She’s seventy years old and she still likes acting more than anything. In the last few years she’s reprised her role on an Irish soap opera as a guest star, returning as a woman who’d disappeared and who everyone thought had been murdered. The storyline had kept the nation on tenterhooks for months, but it had shifted focus and she hadn’t appeared in the most recent episodes.
‘I’ll be back on Clarendon Park soon,’ she said with a note of satisfaction. ‘They know I bring in the viewers.’
Her character, Imelda, was a total battleaxe. Everyone loved to hate her, and Mum was totally brilliant in the role although, as she occasionally muttered darkly, to have a decent role as an older woman it’s almost obligatory to play a hard-core bitch. Someone deranged or vengeful, she said, or else cold-hearted and frigid. Imelda slotted into the vengeful mode, and even though Mum said she was fun to play, she bemoaned the fact that nobody over thirty-five was allowed to be a love interest. Unless it was part of some complicated affair.
‘Older women are sexual beings too,’ she told me. ‘I wish we were allowed to portray that on screen more regularly. But of course only the male ideal of beauty and allure is ever shown. It does a terrible disservice to the rest of us. You’d think no woman past the menopause had a sex life. Which is patently untrue.’

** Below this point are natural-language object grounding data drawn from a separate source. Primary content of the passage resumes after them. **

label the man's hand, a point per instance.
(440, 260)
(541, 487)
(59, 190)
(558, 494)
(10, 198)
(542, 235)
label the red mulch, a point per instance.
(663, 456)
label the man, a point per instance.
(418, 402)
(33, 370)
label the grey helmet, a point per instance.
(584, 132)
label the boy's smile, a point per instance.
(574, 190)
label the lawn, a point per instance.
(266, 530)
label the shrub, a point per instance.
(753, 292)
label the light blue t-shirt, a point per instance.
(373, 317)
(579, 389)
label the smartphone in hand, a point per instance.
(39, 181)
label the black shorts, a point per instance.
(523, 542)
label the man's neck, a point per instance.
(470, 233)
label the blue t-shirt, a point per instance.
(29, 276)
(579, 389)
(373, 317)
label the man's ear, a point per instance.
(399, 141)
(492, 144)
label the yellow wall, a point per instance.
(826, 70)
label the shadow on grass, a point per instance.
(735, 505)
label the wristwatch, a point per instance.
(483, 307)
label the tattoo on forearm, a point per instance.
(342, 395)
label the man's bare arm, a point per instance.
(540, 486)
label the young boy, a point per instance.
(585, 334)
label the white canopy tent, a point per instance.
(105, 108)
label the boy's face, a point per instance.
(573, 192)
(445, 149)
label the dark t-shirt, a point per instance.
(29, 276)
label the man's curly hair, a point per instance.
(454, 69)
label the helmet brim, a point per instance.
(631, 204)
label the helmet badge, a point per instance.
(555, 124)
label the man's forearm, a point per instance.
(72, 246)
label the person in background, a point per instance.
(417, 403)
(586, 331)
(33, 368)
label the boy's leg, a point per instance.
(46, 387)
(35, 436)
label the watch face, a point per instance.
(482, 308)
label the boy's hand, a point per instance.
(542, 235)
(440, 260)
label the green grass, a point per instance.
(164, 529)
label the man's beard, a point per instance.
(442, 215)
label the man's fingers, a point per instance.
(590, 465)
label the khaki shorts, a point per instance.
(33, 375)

She had a point, I knew she had. But it was lost in my attempts not to think of my mother as someone with a sex life.
I told
her I was delighted that Imelda was making a comeback on Clarendon Park.

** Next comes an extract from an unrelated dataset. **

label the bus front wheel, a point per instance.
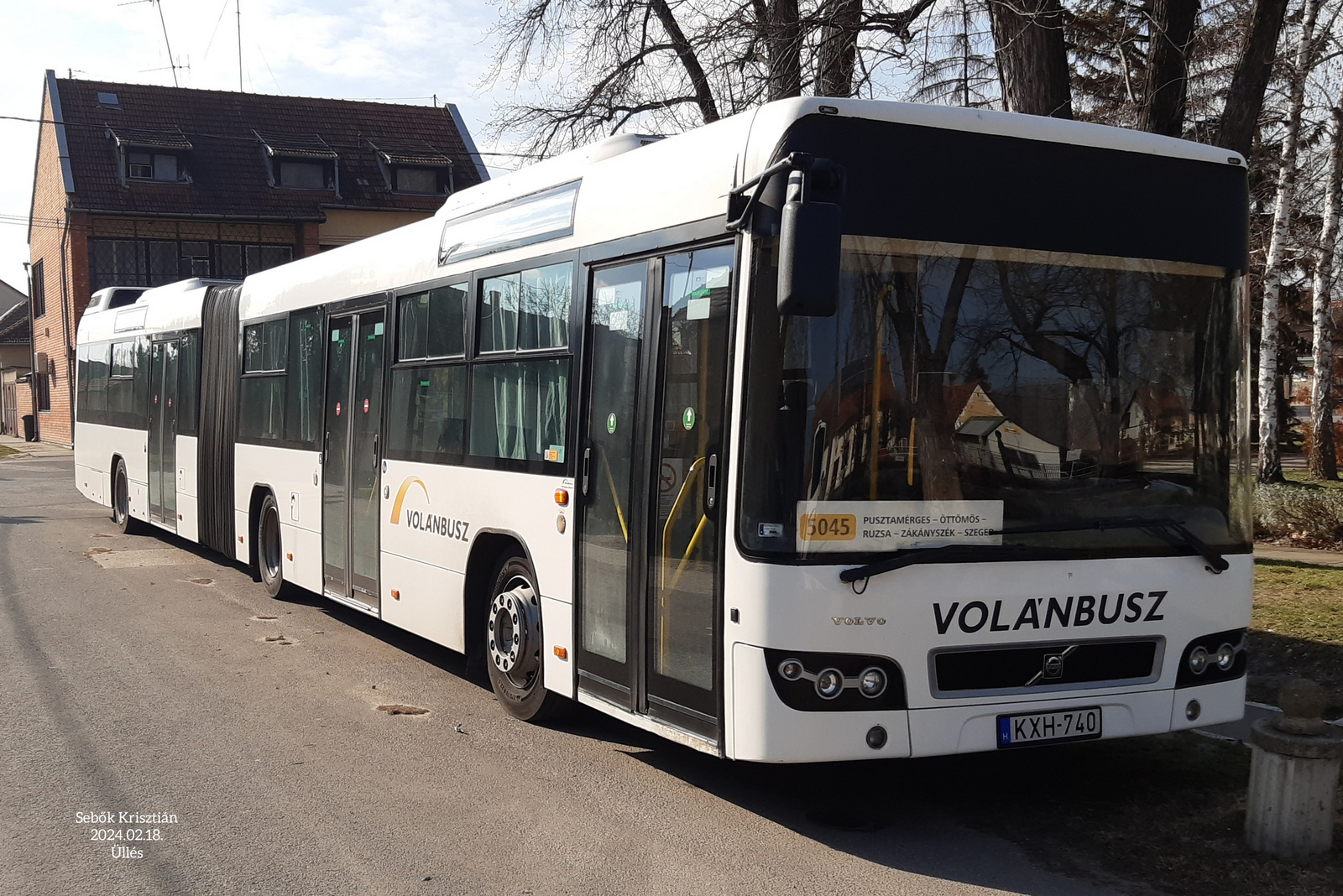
(270, 548)
(514, 644)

‘The schedule is very manageable for the first episodes. But if you don’t come home after a few weeks I’m coming to see for myself that you’re OK.’
‘I’m fine,’ I assured her.
‘I love you,’ said Mum.
‘I love you too,’ I told her in return.
Her words echoed in my ears even after she’d ended the call.
Chapter 12
It had clouded over while I was talking to Mum; the first grey clouds I’d seen since I’d arrived at the Villa Naranja. But it was still warm, and I spent the rest of the morning varnishing another set of shutters while wondering if Pep Navarro, who had to be at least eight years younger than me, thought of me as a sexual being or a battleaxe. I’d fondly imagined that my early thirties were my prime years, but after my conversation with Mum I couldn’t help thinking that I was deluding myself. Yes, I was young, even if most women of my mother’s generation had been married with children at my age. Yes, I could be considered attractive, notwithstanding the grey hairs that were beginning to make their appearance on my head more and more regularly. But was I young enough or attractive enough for a man in his twenties? Did I fit into his picture of an ideal woman?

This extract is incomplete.